VANCOUVER - Lorsque les Canucks ont sélectionné le gardien letton Arturs Silovs à titre de premier choix de la sixième ronde, les partisans encore présents dans les gradins du Rogers Arena ont aussitôt applaudi l’annonce.

 

Ils n’ont pas dénoncé le fait que les Canucks venaient de tourner le dos aux porte-couleurs des Giants, le club junior de Vancouver. Ils n’ont pas décrié le fait que les Canucks venaient de préférer un obscur gardien défendant les couleurs de Riga dans la ligue junior en Russie à un hockeyeur de la Colombie-Britannique. Ils ont applaudi en se disant : on verra dans trois, quatre ou cinq ans si cette décision a été la bonne.

 

Lorsque, 14 rangs plus tard, le Canadien a sélectionné Arsen Khisamutdinov, un gros centre qui évolue également dans la ligue junior de Russie, les partisans de l’équipe ont crié au scandale. Ils ont déploré le fait que le Canadien, à commencer par leur responsable du recrutement amateur Trevor Timmins, tournait une fois de plus le dos aux jeunes hockeyeurs du Québec.

 

Cette grogne avait commencé vendredi soir avec la sélection de l’Américain Cole Caufield qui, en dépit du fait qu’il ait battu les records de buts marqués par les Phil Kessel et Auston Matthews dans le programme de développement américain, était tout simplement trop petit pour connaître du succès dans la LNH.

 

« Encore un nain », martelaient plusieurs partisans sur les médias sociaux.

 

Cette grogne s’est poursuivie tout au long de la journée samedi alors qu’on lapidait Timmins et ses dépisteurs de critiques et d’insultes. Pas assez de Québécois! Pas assez de joueurs de talent! Encore des choix gaspillés! En voulez-vous des critiques, en voilà! Et je vous épargne les insultes qui dépassaient carrément les bornes.

 

Au milieu de ces rafales de critiques et d’insultes se glissaient heureusement des commentaires plus posés, souvent plus réfléchis, qui mettaient en contexte les besoins du Canadien et les réalités du déroulement du repêchage. Des besoins et des réalités qui compliquent un travail qui l’est déjà énormément.

 

Comme quoi le mandat de Trevor Timmins de satisfaire à la fois ses patrons et tous les partisans du Tricolore tout en respectant une grille d’évaluation que lui et son équipe ont mis des mois à concocter relève de la mission impossible.

 

Ou presque!

 

Cote A+ pour la banque d’espoirs du CH

 

Le repêchage est une science inexacte. Un club qui trouve le moyen de faire trois bonnes sélections que les sept qu’il effectue – selon la norme annuelle – frappe un coup de circuit.

 

Comme tous les clubs et tous les directeurs du recrutement amateur, le Canadien et Trevor Timmins ont commis des erreurs au fil des ans. Plusieurs même. Ils en ont peut-être commis en fin de semaine à Vancouver. Et vous savez quoi? Ils en commettront d’autres, car les erreurs sont intimement associées à la nature du travail de projection qu’ils doivent effectuer à longueur d’année.

 

« Nous pensions voir Caufield dans le top-10 »

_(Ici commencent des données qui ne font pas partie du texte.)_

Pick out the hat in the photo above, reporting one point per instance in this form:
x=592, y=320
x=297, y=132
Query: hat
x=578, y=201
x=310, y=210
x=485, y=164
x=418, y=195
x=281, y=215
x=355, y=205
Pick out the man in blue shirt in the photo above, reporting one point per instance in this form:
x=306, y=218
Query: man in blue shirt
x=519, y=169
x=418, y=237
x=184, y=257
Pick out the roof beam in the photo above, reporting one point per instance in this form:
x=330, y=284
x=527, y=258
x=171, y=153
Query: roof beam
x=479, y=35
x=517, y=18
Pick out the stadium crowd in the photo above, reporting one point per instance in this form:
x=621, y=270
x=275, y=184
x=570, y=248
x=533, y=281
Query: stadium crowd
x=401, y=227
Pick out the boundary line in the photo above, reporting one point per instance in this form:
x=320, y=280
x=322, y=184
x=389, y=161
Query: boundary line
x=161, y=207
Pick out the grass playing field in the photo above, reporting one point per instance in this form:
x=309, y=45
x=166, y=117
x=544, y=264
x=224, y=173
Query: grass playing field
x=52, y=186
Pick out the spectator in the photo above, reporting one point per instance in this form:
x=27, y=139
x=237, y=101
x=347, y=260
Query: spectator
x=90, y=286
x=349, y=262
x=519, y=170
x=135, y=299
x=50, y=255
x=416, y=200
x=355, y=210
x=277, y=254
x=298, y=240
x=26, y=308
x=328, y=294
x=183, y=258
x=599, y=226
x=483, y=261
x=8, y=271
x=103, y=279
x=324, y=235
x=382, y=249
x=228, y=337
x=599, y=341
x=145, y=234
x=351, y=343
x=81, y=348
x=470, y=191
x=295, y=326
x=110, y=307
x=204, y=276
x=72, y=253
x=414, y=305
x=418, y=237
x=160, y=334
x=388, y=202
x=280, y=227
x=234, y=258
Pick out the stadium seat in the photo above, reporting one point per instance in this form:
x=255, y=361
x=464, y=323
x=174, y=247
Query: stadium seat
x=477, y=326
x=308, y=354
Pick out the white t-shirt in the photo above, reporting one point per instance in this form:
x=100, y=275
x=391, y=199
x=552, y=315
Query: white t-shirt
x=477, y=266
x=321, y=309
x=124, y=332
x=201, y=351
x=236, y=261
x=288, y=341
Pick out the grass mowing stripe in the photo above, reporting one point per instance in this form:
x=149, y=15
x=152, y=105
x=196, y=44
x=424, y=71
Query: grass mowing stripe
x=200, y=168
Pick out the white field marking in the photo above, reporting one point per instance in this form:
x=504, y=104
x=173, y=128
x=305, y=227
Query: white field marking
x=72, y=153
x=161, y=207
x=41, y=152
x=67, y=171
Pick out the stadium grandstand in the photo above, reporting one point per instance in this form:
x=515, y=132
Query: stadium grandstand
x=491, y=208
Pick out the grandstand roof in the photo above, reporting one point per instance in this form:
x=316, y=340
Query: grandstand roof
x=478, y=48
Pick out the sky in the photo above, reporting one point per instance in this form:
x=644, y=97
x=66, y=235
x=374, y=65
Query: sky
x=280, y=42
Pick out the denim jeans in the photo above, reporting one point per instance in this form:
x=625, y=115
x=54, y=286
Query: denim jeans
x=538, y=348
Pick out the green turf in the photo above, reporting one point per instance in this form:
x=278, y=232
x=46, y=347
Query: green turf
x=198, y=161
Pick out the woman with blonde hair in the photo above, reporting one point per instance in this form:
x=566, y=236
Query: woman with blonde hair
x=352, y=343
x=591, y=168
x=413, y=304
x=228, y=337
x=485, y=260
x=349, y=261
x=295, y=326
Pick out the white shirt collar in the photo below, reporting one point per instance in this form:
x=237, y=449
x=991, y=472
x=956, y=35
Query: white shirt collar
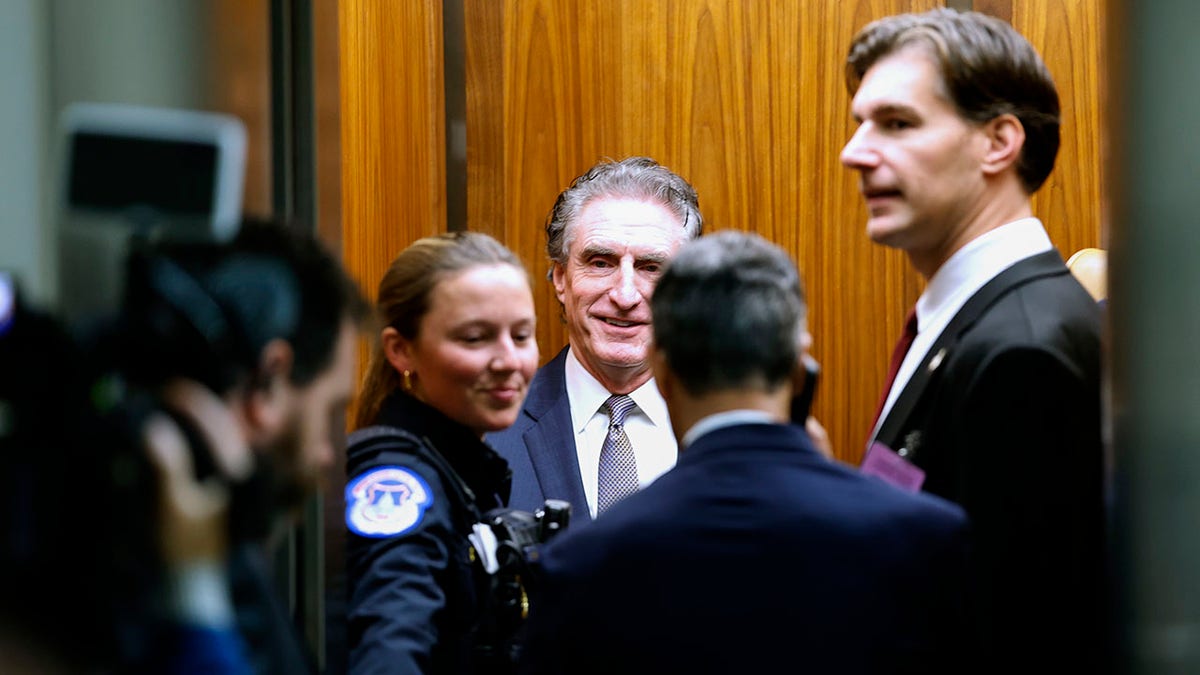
x=967, y=270
x=587, y=395
x=977, y=263
x=723, y=419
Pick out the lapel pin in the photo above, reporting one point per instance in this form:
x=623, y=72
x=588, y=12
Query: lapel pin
x=936, y=360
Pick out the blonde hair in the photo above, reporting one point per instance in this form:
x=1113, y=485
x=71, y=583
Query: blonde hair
x=403, y=300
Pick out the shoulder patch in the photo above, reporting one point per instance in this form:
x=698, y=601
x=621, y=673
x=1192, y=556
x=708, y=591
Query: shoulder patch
x=387, y=501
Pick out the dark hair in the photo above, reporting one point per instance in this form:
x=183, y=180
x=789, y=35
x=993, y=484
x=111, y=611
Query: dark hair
x=640, y=178
x=207, y=310
x=403, y=299
x=707, y=345
x=988, y=70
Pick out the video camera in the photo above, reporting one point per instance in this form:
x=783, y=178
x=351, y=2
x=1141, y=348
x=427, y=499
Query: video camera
x=148, y=198
x=509, y=555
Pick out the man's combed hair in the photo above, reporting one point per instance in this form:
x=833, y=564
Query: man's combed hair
x=988, y=70
x=729, y=312
x=635, y=178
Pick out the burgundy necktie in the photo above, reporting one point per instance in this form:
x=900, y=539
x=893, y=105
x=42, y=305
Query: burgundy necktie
x=903, y=344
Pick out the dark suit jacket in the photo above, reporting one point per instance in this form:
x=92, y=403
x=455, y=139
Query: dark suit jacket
x=540, y=446
x=754, y=555
x=1003, y=416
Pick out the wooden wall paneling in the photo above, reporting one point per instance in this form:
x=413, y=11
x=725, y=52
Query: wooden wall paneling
x=1069, y=35
x=239, y=82
x=328, y=107
x=393, y=132
x=747, y=100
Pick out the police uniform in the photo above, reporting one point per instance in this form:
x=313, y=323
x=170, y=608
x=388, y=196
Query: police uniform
x=419, y=597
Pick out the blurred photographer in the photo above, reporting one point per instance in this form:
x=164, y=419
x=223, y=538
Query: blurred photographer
x=269, y=324
x=191, y=429
x=453, y=362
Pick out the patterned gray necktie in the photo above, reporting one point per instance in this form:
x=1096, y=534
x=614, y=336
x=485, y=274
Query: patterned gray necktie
x=618, y=466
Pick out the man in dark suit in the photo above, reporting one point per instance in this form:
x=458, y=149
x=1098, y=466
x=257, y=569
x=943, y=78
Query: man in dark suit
x=607, y=238
x=996, y=404
x=755, y=554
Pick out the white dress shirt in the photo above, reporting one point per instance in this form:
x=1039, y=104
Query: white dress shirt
x=648, y=428
x=723, y=419
x=967, y=270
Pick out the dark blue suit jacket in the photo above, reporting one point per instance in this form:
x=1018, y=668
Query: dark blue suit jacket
x=1003, y=414
x=540, y=446
x=755, y=555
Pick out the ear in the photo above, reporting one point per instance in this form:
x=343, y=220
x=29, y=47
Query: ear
x=663, y=377
x=268, y=399
x=558, y=275
x=397, y=350
x=1006, y=138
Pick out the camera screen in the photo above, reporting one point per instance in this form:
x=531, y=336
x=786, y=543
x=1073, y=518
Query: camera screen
x=112, y=172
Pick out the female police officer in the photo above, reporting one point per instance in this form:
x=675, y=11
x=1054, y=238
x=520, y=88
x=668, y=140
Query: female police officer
x=453, y=363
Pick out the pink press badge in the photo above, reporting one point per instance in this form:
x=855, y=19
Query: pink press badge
x=885, y=464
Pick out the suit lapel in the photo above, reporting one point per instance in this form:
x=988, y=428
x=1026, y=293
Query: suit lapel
x=550, y=440
x=1020, y=273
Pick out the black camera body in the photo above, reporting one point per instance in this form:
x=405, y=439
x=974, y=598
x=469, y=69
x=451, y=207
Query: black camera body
x=519, y=537
x=81, y=496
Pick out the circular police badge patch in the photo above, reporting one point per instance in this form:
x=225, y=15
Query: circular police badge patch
x=387, y=501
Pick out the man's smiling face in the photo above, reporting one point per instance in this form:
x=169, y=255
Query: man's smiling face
x=617, y=250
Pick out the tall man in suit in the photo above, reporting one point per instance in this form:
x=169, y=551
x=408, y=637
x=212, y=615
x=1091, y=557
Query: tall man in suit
x=607, y=237
x=755, y=551
x=996, y=405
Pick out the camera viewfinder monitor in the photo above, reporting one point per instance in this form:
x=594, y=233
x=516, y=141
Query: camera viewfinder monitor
x=133, y=171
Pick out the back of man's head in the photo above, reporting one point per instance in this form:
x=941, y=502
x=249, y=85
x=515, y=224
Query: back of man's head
x=988, y=69
x=729, y=314
x=205, y=311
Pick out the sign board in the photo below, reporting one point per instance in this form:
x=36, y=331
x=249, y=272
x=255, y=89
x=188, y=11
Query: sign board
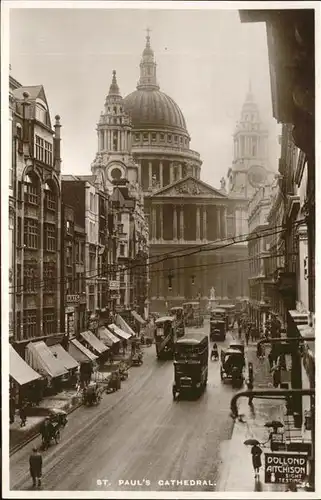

N’en déplaise à leurs nombreux détracteurs, Trevor Timmins et son équipe de recruteurs jouissent d’une très bonne réputation autour de la LNH auprès des spécialistes qui connaissent ce travail ingrat bien plus que moi. Et j’ajouterais, avec respect, bien plus que la grande majorité de ceux et celles qui invectivent Timmins et son équipe.

 

Ancien directeur général des Flames de Calgary, mon collègue Craig Button de TSN est l’un de ces spécialistes en repêchage qui considèrent que Timmins et son groupe donnent des joueurs de qualité au Canadien.

 

Dans une compilation du travail de recrutement effectué par les sept équipes canadiennes au fil des dernières années, compilation qui sera mise en ligne lundi sur le site de nos cousins de TSN.ca, Button donne la cote A+ à la banque d’espoirs concoctée par Timmins et ses recruteurs.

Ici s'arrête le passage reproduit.